Then in the house the disciples asked him again about this matter. He said to them, "Whoever divorces his wife and marries another commits adultery against her; and if she divorces her husband and marries another, she commits adultery."
The text seems pretty clear. The plain meaning seems obvious. Divorce, according to Mark’s Jesus, is outside of God’s plan for creation.
And yet … and yet the church has either simply ignored this passage or found creative ways around it – annulment comes to mind. “That marriage? Never happened.”
Why even focus any attention on this ancient text which obviously does not stand as prohibition or, to be honest, even as moral guidance in our time, and has not stood as such for a very long time if it ever truly did?
Well, the text itself does not much interest me beyond the reminder that love is a gift of God. I am, however, much interested in what has been done with this text and how that speaks to our time – particularly this time: the Sunday of World Communion and the day on which the local Open Doors/More Light Presbyterian chapter has its annual meeting.
This is not a lecture in hermeneutics; it is a sermon – well, in fact, it is a brief communion homily, so I am not proposing to drag us through a history of Reformed Biblical interpretation from John Calvin through Jack Rodgers. We could do that in a different setting, and it would bring us to the same point. But for the moment, let it suffice to remind ourselves that Jesus himself gives us warrant to reinterpret sacred scripture and recast it for a new time.
Reinterpretation of scripture was one of Jesus’ favorite teaching tactics. “You have heard it said … but I tell you …” and every time he used that phrase it was to take a piece of Jewish scripture and recast it for his own time.

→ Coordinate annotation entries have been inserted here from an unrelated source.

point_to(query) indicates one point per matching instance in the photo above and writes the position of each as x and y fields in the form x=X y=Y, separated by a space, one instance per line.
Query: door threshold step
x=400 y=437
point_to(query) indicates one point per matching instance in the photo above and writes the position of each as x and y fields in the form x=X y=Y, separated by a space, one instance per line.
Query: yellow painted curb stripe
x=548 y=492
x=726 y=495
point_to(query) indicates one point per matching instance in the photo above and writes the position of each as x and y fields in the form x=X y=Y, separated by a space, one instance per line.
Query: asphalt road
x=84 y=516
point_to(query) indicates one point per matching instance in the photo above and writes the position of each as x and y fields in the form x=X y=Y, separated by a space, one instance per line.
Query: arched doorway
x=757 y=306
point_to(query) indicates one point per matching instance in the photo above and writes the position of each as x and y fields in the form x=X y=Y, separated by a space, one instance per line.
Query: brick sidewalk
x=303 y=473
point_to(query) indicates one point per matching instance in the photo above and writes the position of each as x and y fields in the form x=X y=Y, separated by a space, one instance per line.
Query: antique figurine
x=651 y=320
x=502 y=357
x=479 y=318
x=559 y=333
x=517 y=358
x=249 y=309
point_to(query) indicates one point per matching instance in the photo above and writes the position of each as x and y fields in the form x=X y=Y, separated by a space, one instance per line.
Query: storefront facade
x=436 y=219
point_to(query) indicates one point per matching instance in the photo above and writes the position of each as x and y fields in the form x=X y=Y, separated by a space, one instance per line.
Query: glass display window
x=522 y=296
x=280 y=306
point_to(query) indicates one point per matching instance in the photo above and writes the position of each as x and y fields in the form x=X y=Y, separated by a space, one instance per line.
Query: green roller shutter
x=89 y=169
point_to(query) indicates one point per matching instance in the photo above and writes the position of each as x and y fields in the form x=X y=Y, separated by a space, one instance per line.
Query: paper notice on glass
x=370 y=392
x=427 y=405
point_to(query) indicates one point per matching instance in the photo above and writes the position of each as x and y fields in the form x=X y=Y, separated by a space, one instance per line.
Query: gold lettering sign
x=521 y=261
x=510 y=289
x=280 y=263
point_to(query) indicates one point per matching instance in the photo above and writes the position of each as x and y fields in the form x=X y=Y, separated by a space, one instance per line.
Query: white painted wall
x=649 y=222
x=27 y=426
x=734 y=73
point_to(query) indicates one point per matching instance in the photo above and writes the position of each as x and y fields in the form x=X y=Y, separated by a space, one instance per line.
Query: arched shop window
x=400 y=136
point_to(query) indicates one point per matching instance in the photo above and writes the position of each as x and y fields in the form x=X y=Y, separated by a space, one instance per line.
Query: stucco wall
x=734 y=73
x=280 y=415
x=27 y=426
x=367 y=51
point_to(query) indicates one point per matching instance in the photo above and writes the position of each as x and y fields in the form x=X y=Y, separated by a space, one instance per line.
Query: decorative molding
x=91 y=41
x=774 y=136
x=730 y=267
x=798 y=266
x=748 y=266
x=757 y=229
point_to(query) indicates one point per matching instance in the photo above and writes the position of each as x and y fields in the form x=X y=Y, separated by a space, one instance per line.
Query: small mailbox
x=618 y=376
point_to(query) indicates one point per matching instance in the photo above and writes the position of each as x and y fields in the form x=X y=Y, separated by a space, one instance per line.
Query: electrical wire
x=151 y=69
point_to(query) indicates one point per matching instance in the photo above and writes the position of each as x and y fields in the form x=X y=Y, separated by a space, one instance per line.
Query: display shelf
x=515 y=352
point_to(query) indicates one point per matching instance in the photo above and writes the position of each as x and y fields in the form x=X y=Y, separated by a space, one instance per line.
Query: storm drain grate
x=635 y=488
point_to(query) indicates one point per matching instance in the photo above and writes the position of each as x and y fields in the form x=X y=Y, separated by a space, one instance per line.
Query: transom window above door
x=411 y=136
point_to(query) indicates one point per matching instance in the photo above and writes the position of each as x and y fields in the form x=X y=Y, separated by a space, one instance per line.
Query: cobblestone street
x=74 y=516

Indeed, in the text from Mark that is provoking us this morning that is precisely what Jesus is doing. “What did Moses say?” In other words, what is the law, the holy scripture, the word of God on this? Well, you have heard it said … but I tell you … and Jesus reinscribes, rewrites and offers a teaching that was, for whatever reason, more appropriate to his time. Sometimes, as in this case, his new teaching feels more restrictive, although binding men to their promises in an age when women were utterly dependent upon their husbands was, in fact, a new understanding of justice. Other times, as with “an eye for an eye and a tooth for a tooth,” becoming “love your enemies,” the teaching clearly opens new paths to mercy and new understandings of justice.

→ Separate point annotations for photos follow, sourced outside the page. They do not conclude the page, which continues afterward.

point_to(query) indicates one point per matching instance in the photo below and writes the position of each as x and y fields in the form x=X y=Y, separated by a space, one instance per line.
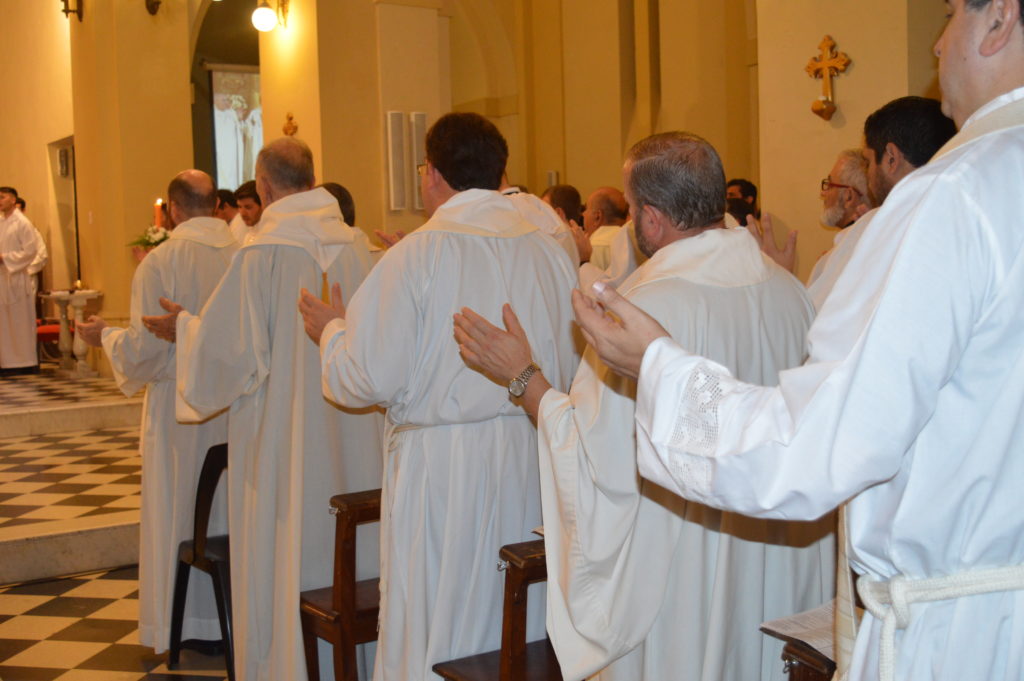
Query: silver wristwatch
x=517 y=386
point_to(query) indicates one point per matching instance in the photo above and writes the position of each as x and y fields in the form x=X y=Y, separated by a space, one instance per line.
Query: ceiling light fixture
x=265 y=18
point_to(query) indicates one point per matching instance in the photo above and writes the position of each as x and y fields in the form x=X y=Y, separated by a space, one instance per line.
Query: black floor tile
x=96 y=631
x=88 y=500
x=53 y=588
x=122 y=573
x=11 y=511
x=64 y=488
x=11 y=646
x=124 y=657
x=70 y=606
x=115 y=468
x=103 y=511
x=48 y=477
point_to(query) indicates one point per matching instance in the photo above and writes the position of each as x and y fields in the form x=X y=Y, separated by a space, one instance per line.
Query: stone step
x=70 y=417
x=46 y=550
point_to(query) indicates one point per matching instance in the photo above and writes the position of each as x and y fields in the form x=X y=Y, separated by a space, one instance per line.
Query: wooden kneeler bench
x=516 y=661
x=345 y=612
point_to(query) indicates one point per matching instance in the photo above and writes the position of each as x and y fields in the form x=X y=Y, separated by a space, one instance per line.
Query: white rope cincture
x=890 y=601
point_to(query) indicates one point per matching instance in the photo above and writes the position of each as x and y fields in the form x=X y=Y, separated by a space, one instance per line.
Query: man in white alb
x=20 y=247
x=461 y=476
x=677 y=588
x=899 y=137
x=186 y=268
x=603 y=216
x=245 y=225
x=289 y=450
x=910 y=402
x=537 y=211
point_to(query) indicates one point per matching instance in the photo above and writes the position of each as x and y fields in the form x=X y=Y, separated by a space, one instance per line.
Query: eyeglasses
x=826 y=184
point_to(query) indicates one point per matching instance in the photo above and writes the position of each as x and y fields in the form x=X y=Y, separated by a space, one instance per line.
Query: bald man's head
x=285 y=167
x=605 y=205
x=193 y=194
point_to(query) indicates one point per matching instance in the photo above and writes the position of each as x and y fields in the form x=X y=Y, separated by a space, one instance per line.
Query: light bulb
x=264 y=18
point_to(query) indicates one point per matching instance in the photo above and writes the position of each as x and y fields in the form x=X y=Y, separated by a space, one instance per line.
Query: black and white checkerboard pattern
x=86 y=629
x=49 y=389
x=54 y=478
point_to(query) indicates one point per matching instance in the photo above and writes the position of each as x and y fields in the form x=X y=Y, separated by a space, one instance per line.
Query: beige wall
x=596 y=76
x=888 y=42
x=339 y=68
x=290 y=77
x=132 y=132
x=37 y=112
x=708 y=50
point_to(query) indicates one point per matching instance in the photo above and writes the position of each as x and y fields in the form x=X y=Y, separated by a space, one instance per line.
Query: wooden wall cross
x=826 y=66
x=290 y=127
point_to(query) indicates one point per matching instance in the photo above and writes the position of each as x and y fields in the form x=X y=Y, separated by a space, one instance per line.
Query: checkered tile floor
x=48 y=389
x=85 y=629
x=53 y=478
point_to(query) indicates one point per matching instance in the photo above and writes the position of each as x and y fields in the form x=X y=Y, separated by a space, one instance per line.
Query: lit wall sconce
x=68 y=10
x=266 y=18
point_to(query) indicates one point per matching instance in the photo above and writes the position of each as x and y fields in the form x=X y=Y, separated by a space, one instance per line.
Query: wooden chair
x=516 y=661
x=345 y=612
x=209 y=554
x=803 y=663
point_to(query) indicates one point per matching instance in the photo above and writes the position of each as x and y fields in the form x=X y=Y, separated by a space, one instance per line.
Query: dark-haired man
x=745 y=190
x=460 y=456
x=20 y=246
x=185 y=267
x=227 y=206
x=910 y=403
x=289 y=450
x=603 y=217
x=898 y=138
x=251 y=209
x=565 y=200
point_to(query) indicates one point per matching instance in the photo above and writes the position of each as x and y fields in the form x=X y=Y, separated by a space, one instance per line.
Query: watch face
x=517 y=387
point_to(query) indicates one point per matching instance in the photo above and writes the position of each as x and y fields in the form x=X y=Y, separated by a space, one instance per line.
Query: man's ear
x=656 y=221
x=1001 y=17
x=892 y=158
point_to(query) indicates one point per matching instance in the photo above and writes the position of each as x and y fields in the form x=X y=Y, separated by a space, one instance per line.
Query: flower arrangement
x=153 y=237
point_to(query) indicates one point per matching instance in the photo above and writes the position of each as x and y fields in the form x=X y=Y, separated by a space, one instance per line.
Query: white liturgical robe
x=289 y=450
x=185 y=268
x=537 y=211
x=910 y=403
x=601 y=241
x=678 y=587
x=830 y=265
x=460 y=457
x=624 y=257
x=19 y=246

If nothing else, Jesus is constantly teaching his followers one lesson: you have to get a new mind for a new time.
All of which leads me to ask: if the church can employ an interpretive practice that virtually ignores this text on divorce, why does it remain so hung up on a handful of other passages used to oppress gays, lesbians, bisexuals and transgendered persons?

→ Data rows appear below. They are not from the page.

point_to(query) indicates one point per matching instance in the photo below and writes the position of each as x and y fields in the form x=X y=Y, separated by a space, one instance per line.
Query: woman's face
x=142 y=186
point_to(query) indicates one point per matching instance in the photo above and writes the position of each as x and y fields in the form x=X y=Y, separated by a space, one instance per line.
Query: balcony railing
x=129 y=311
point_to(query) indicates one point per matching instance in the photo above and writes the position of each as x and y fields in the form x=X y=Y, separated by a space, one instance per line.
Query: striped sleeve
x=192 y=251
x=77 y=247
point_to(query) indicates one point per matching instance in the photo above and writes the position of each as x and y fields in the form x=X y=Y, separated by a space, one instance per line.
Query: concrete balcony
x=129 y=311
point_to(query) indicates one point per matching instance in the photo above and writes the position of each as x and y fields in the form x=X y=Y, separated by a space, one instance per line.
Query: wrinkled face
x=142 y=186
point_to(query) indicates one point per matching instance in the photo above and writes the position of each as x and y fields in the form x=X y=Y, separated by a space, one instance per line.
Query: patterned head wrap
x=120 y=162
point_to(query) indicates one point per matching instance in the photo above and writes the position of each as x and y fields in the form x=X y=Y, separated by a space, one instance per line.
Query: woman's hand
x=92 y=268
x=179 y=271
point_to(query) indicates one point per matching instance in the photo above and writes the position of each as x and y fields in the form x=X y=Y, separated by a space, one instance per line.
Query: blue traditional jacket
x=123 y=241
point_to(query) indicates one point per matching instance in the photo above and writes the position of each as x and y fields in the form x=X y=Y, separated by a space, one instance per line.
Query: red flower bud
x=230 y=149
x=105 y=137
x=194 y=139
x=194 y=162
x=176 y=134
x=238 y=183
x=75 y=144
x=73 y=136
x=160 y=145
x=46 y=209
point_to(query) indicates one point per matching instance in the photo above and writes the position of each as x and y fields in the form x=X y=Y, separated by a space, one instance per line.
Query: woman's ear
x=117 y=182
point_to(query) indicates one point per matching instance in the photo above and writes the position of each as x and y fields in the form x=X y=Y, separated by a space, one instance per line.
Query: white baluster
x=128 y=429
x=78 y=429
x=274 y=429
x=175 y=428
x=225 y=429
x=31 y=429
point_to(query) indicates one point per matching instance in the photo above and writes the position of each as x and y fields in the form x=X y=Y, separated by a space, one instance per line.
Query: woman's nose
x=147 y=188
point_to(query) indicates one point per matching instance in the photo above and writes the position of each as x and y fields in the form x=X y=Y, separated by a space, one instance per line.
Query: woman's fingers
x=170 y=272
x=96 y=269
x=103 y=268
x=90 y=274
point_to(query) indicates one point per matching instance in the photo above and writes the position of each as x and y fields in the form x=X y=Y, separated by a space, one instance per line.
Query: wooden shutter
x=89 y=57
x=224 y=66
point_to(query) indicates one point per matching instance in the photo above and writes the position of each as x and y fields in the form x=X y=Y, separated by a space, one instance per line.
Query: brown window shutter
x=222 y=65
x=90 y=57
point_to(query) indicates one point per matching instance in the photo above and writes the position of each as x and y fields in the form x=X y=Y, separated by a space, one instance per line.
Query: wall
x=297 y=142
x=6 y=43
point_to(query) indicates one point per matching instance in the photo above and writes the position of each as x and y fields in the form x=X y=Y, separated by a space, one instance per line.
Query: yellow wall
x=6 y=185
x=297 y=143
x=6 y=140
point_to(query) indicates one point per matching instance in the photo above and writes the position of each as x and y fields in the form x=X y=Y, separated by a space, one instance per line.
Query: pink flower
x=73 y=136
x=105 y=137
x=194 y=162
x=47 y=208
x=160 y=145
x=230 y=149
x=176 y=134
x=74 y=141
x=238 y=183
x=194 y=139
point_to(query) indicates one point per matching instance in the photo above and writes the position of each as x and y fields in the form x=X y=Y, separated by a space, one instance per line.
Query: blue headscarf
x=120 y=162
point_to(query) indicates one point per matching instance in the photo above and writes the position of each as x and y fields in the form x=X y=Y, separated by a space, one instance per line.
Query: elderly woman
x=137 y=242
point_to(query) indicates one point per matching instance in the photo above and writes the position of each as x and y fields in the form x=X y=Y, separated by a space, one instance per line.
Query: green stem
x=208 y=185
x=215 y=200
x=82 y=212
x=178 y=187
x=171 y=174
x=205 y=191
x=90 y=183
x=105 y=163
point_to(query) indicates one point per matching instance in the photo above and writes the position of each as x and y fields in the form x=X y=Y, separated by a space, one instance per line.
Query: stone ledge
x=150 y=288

Why has the church continued to practice exclusion and oppression and participated in a culture of violence against the GLBT population? More pointedly, why does our denomination, our corner of the church, continue to deny ordination to men and women who are clearly gifted and called to offices of deacon, elder and minister of word and sacrament based solely on sexual identity? Why, in an age when divorce is nearly an epidemic, do we want to deny -- solely on the basis of sexual identity -- the right to marriage to couples who want to make covenant promises to each other? Why? Why? Why?
More to the point, how long must we continue down this dark path before light and more light break forth?
On this Sunday of World Communion we must ask these questions, and we must recommit ourselves to pressing them in the church and in the broader society. For if we, in this small congregation in our little corner of the world church do not continue to speak, our gay, lesbian, bisexual and transgender sisters and brother around the world will continue to be victimized.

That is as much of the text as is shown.